Weka - Classification and Regression Trees

Question

I have run Classification and Regression Trees (trees.REPTree) on the housing.arff data (with 66% Percentage Split). This is the outcome.

REPTree
============

RM < 6.84
|   LSTAT < 14.8
|   |   LSTAT < 9.75 : 25.15 (88/21.02) [47/55.38]

What do values at leaves (25.15, 88/21.02 etc) mean?

Answer 1

For completeness sake, here is a copy of Eibe Frank's answer from the Weka mailing list (dating 2015/01/21):

Remember that REPTree splits the data into a growing set and a pruning set (unless you turn pruning off).

Let’s say you have

  (A/B) [C/D]

The meaning of this expression depends on whether you are doing regression (your case) or classification.

Regression case

• A: total weight of all instances in the growing set that end up in this leaf
• B: average squared error for all instances in the growing set that end up in this leaf (taking instance weights into account)
• C: total weight of all instances in the pruning set that end up in this leaf
• D: average squared error for all instances in the pruning set that end up in this leaf (taking instance weights into account)

Classification case

• A: same as A above
• B: total weight of all incorrectly classified instances in the growing set that end up in this leaf
• C: same as C above
• D: total weight of all incorrectly classified instances in the pruning set that end up in this leaf

The error will normally be larger on the pruning set than on the growing set, as in your case.

Note that A, B, C, and D are calculated before backfitting, which is the last step in the REPTree algorithm that happens after growing and pruning the tree. During backfitting, the data from the pruning set is used to update the predictions made at the leaf nodes, so that these are based on the full, combined data.

The predictions at the leaf nodes shown in the output are those obtained after backfitting.

Answer 2

For classifying nominal data, https://www.analyticsvidhya.com/blog/2020/03/decision-tree-weka-no-coding/ says these are artifacts of the REPTree (Reduced Error Pruning Tree) algorithm.

• The value before the parenthesis denotes the classification value
• The first value in the first parenthesis is the total number of instances from the training set in that leaf. The second value is the number of instances incorrectly classified in that leaf
• The first value in the second parenthesis is the total number of instances from the pruning set in that leaf. The second value is the number of instances incorrectly classified in that leaf

This aligns with @zbicyclist's answer.

Answer 3

I've tried to reverse-engineer an answer, and if I get more definitive information I will update this.

I ran a very small tree on a Toyota Corolla dataset (predicting price of a used car). Here is the tree:

Age_08_04 < 32.5
|   Weight < 1297.5 : 18033.54 (121/6009564.12) [59/6768951.55]
|   Weight >= 1297.5 : 27945.83 (3/10945416.67) [3/22217291.67]
Age_08_04 >= 32.5
|   Age_08_04 < 57.5 : 11363.26 (296/2827594.01) [144/2999066.05]
|   Age_08_04 >= 57.5 : 8636.94 (537/1487597.91) [273/1821232.47]

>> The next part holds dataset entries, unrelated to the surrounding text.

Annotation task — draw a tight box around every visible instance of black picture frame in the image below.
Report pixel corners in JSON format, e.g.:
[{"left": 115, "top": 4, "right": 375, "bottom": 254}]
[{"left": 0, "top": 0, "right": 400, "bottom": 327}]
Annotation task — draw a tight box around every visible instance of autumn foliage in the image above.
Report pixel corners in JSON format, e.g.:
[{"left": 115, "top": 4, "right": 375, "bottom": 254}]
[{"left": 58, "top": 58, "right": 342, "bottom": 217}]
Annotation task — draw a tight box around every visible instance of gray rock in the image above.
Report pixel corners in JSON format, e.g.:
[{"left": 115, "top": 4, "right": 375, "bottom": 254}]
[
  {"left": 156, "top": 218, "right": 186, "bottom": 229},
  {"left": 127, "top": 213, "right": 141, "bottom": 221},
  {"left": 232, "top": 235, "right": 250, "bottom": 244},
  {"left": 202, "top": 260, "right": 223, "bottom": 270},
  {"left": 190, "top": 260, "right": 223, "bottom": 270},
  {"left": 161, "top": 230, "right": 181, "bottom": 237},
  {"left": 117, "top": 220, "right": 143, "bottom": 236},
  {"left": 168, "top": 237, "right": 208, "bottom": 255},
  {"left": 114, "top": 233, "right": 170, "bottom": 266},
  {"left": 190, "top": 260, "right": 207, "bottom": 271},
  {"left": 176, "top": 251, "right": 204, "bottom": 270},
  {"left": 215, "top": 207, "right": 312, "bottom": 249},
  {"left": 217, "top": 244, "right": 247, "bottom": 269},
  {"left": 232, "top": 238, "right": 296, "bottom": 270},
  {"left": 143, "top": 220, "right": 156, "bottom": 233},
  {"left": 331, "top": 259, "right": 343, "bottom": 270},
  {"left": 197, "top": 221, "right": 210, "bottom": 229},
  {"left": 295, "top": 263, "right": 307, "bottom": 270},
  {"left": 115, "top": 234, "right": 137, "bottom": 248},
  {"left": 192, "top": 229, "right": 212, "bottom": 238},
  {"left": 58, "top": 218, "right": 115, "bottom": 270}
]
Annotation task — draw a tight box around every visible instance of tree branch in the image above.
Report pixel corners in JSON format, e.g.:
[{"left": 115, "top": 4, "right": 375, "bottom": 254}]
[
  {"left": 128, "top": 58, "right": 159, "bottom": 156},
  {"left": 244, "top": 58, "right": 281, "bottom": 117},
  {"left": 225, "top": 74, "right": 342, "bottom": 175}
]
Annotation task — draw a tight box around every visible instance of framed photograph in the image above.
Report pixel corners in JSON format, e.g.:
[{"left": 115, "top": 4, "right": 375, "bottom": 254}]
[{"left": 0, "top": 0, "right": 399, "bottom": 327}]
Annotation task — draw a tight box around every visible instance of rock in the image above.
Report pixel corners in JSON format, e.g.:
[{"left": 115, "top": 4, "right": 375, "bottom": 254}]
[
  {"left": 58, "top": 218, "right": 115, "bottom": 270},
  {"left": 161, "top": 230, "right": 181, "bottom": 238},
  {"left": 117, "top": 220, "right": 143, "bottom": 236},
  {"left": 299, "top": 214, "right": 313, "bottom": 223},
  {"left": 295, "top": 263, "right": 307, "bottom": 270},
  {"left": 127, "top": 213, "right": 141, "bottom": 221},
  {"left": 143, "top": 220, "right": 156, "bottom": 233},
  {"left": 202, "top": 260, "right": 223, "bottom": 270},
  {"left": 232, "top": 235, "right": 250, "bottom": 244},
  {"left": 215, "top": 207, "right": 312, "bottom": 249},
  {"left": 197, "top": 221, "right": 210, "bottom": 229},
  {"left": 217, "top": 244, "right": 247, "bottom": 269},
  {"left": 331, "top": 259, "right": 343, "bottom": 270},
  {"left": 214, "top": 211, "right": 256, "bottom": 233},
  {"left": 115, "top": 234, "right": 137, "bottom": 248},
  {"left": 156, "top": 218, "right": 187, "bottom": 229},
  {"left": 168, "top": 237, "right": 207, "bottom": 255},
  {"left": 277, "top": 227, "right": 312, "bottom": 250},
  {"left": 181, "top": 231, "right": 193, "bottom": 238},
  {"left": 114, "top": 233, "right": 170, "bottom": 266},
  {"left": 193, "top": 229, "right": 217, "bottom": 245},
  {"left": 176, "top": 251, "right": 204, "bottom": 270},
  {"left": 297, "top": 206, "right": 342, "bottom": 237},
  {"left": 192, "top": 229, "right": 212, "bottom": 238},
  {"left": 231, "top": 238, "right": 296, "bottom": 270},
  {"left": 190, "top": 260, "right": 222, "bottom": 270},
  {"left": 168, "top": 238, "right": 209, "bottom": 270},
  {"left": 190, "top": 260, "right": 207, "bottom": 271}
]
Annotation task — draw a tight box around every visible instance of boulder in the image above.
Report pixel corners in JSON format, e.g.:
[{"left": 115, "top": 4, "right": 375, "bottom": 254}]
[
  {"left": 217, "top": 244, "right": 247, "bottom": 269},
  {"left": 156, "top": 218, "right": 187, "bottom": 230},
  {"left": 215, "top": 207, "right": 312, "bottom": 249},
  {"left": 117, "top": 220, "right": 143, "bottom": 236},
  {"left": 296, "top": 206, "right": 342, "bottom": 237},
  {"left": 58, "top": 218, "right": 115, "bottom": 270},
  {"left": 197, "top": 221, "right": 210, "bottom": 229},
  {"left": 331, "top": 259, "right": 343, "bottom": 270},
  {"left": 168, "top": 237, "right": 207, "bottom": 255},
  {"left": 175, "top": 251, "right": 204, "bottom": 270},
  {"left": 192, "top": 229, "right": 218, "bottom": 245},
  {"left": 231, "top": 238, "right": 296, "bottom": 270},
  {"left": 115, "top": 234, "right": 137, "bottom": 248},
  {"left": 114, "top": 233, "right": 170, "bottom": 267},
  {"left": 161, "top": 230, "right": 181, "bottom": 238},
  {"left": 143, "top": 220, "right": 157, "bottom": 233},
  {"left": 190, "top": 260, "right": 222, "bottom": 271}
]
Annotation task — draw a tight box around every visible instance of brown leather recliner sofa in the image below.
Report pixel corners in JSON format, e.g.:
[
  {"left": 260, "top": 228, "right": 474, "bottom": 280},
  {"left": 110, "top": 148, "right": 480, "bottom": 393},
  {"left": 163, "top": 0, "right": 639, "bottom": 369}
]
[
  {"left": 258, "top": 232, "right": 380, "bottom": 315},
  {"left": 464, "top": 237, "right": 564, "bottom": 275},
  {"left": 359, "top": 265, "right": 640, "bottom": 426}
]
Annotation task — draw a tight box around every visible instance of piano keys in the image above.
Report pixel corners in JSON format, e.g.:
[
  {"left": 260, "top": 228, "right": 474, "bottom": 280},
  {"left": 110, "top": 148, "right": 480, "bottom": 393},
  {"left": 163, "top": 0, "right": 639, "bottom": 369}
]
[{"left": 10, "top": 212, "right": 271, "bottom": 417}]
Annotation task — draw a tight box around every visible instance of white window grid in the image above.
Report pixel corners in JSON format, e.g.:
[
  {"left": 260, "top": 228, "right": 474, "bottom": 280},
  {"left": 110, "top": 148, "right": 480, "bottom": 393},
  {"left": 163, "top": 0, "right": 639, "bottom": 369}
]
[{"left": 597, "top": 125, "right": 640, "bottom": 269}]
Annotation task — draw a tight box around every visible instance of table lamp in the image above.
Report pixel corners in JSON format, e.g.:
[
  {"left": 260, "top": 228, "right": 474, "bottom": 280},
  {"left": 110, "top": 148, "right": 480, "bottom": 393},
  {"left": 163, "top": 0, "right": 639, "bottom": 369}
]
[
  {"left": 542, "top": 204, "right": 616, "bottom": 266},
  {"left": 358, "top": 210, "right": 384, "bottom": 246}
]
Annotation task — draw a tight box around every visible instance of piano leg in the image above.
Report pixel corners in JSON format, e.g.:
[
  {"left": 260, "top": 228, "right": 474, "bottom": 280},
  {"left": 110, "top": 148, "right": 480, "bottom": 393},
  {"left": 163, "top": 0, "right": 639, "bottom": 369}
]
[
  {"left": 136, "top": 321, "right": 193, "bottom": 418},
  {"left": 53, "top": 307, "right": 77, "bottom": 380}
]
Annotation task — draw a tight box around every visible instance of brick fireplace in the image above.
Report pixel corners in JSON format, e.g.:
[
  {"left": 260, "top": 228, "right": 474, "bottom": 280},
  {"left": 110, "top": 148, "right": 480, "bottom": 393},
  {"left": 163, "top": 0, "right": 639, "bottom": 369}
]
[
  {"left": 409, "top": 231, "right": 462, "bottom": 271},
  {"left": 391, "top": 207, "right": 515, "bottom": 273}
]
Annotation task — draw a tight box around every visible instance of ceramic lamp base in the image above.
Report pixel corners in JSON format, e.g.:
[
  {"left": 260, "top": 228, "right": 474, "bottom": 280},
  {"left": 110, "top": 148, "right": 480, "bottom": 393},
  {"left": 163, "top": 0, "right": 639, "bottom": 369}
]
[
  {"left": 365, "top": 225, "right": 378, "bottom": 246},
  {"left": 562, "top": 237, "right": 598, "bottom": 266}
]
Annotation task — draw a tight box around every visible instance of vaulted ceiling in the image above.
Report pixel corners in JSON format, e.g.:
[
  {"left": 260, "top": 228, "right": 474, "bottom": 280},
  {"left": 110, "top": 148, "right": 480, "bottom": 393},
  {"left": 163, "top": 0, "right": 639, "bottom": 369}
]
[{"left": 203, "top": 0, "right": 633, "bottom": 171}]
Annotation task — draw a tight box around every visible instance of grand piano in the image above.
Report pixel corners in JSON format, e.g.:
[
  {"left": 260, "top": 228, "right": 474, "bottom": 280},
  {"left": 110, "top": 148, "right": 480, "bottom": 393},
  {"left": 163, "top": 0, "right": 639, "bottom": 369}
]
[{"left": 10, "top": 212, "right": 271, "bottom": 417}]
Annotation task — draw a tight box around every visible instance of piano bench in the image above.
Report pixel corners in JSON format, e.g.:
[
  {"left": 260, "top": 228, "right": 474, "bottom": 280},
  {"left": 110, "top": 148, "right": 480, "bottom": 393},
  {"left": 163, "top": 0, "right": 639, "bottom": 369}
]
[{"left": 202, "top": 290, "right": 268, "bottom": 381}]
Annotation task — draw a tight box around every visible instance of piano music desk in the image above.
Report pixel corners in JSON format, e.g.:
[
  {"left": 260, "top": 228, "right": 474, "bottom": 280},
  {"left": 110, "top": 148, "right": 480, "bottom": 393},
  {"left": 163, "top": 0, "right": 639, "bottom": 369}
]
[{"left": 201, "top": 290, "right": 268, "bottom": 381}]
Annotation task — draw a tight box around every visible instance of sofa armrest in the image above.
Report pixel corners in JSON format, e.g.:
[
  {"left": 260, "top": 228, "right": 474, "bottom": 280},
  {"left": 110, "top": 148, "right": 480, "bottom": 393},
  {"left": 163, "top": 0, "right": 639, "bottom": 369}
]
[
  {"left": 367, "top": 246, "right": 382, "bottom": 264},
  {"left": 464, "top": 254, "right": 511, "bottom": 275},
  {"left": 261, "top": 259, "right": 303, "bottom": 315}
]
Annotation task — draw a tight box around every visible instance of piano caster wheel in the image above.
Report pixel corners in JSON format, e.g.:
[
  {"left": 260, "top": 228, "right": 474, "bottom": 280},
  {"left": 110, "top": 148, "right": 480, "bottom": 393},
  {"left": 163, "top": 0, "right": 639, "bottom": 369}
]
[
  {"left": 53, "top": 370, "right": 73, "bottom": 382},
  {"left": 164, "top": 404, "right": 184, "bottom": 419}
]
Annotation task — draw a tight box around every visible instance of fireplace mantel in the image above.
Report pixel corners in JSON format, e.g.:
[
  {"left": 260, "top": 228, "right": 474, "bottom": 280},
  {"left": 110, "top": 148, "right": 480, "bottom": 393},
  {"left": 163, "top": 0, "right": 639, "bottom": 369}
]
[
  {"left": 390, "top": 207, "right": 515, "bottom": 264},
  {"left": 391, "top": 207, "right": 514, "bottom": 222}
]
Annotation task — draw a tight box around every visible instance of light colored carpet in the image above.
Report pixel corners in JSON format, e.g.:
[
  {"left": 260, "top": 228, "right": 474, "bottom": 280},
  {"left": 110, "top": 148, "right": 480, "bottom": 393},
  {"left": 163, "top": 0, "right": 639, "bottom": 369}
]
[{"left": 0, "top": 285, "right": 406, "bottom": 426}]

The first numbers in the leaf nodes (18033, 27945, 11363, 8636) are the predicted prices for these cars. The second and fourth numbers add up to the number of instances: 121 + 59 + 3 + 3 ...+273 = 1436, the number of instances in the entire set. The second numbers add up to 957 (two third of the instances) and the fourth numbers add up to 479 (one third of the instances).

Witten et al's book (Data Mining: Practical Machine Learning Tools and Techniques, 4th edition), in section 6.1 (Decision Trees: Error Estimating Error Rates) notes

"One way of coming up with an error estimate is the standard verification technique: hold back some of the data originally given and use it as an independent test set to estimate the error at each node. This is called reduced-error pruning." (Kindle location 5403)

So I think it's doing that 2/3, 1/3 split on the data, even though we're also doing 10-fold cross-validation.

The third and fifth numbers (after the /) seem to be MSEs. Doing a bit of algebra, the weighted average of the fifth numbers is consistent with the Root mean squared error and Root relative squared error reported in the cross-validation summary. (not quite exact, but I don't think I'd expect it to be)

Again, if I find out more information I will update this answer -- and I'd be happy to get more definitive information from others.